I have cerebral palsy quadriplegia.  Which means that, while I can feel my arms and legs, I cannot use them.  Hence the motorized wheelchair in the picture attached to this article.  If you just felt sorry for me, thank you for your compassion, but my personal life is wonderful.  I have a great family, wonderful opportunities, and a deep faith, a more biographical sketch can be found in an earlier edition of the Minds We Meet column.  That being said, I am now finally at a point in my life where I can be honest about being disabled.

Sometimes it sucks.

This is not because I have physical limitations, but rather from feeling invisible in the social world because of it.  Like when people don’t really listen to me because of my speech delay and making assumptions before they get to know me.  Or when pop-culture tells me I’m unlovable (Ingham, 2018).  A major pet peeve!

Then there’s the construction workers who make “accessible” bathrooms and other places I can’t get into because of my big mechanical trunk.  Let’s just say I have to plan my schedule well when it comes to personal care.

And then there’s the reason that I decided to write: courses that have seemingly every perspective except for from people with disabilities—it needs to change.

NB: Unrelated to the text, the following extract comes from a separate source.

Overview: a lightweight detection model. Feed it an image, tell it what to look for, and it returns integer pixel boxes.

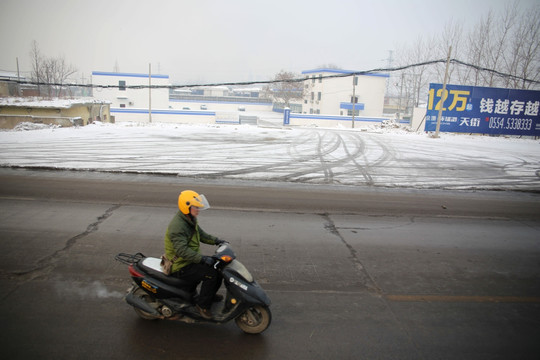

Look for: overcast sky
[0,0,538,84]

I know so many brilliant people with different ability levels that can bring new perspectives, yet, many of these brilliant individuals feel they have no voice.  It’s almost like they have become what pop culture says.  That is, miserable, alone, and self-destructive (Ingham, 2018).  One friend told me that we live in the basement of society and eat cheese and crackers compared to shrimp upstairs.  This might not be so bad, but he also said that, basically, we can only get people to come down and eat with us but not ask for help upstairs—and this is where I take issue.  This is because my own experience has taught me that if we stay persistent in asking for help we can be heard.  It’s shown by this magazine willing to help me in making the issue public.

In short, I sometimes feel like I’m watching people like me die emotionally and spiritually and it breaks my heart.  At the risk of sounding narcissistic, I feel like I was giving a scholarship in circumstances that give me the opportunity to be more than my chair and able to be “upstairs”.  Yet, after discovering invisibility syndrome, I can’t ignore the suffering my people go through even if they don’t feel like they can fix it themselves.  I have to build an elevator of awareness.  And I have to do it now!

The thing is, I can’t do it alone.  I need your help to give us a voice.  And yet I can’t do that if you don’t see me as a person.

I know that, sometimes, it won’t be easy, but I will always try to tell you the truth.  I do so in the hopes that we can change this world so that my friends feel that there is hope that they will be heard and that they can enjoy life outside the family unit or accessible summer camps.  Because that is when we will truly be able.

Ingham, E.  (2018).  Attitudes towards disability in society viewed through the lens of critical disability theory: An analysis of me before you.  Counselling Psychology Review, 33(1), 2-12.